Machine Learning ( IF 4.3 ) Pub Date : 2023-09-20 , DOI: 10.1007/s10994-023-06385-y Fabian Fumagalli , Maximilian Muschalik , Eyke Hüllermeier , Barbara Hammer
Explainable artificial intelligence has mainly focused on static learning scenarios so far. We are interested in dynamic scenarios where data is sampled progressively, and learning is done in an incremental rather than a batch mode.
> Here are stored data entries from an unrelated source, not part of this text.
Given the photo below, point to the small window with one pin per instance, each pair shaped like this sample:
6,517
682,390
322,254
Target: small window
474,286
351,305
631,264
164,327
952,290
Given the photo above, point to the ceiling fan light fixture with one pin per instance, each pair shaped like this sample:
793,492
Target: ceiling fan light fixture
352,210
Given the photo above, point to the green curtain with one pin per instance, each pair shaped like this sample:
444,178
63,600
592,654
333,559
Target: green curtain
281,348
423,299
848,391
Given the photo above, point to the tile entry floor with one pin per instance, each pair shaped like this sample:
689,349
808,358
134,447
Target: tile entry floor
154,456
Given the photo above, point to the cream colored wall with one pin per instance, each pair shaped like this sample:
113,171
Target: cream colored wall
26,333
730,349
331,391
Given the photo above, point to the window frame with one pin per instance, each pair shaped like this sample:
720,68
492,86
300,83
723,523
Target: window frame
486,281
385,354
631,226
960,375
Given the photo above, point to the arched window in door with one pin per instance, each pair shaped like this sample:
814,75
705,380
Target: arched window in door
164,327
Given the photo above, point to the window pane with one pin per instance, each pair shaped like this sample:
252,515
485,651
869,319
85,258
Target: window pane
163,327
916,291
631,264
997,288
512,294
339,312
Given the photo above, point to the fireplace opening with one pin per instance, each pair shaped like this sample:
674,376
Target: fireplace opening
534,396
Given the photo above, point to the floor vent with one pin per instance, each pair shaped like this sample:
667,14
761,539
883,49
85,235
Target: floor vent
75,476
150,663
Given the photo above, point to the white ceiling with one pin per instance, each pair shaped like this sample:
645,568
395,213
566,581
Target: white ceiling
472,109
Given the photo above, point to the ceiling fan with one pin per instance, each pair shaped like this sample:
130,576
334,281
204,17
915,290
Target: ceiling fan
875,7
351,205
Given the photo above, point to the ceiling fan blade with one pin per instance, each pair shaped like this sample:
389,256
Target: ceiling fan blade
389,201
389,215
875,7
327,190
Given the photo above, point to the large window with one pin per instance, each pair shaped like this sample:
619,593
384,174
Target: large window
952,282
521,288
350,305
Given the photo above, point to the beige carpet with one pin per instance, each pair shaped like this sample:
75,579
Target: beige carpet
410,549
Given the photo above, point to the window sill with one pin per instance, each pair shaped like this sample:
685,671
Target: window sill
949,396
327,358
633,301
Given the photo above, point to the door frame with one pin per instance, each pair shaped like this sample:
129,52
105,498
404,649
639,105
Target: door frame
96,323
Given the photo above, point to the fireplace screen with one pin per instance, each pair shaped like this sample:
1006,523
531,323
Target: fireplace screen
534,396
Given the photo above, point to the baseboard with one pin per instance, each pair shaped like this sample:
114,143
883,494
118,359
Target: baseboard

We seek efficient incremental algorithms for computing feature importance (FI). Permutation feature importance (PFI) is a well-established model-agnostic measure to obtain global FI based on feature marginalization of absent features. We propose an efficient, model-agnostic algorithm called iPFI to estimate this measure incrementally and under dynamic modeling conditions including concept drift. We prove theoretical guarantees on the approximation quality in terms of expectation and variance. To validate our theoretical findings and the efficacy of our approaches in incremental scenarios dealing with streaming data rather than traditional batch settings, we conduct multiple experimental studies on benchmark data with and without concept drift.
中文翻译:
增量排列特征重要性(iPFI):针对数据流的在线解释
到目前为止,可解释的人工智能主要集中在静态学习场景。我们对动态场景感兴趣,其中数据是逐步采样的,并且学习是以增量而不是批处理模式完成的。我们寻求有效的增量算法来计算特征重要性(FI)。排列特征重要性(PFI)是一种成熟的与模型无关的度量,用于基于缺失特征的特征边缘化来获得全局 FI。我们提出了一种名为 iPFI 的高效、与模型无关的算法,可以在包括概念漂移在内的动态建模条件下增量地估计此测量值。我们在期望和方差方面证明了近似质量的理论保证。为了验证我们的理论发现以及我们的方法在处理流数据而不是传统批量设置的增量场景中的有效性,我们对有或没有概念漂移的基准数据进行了多项实验研究。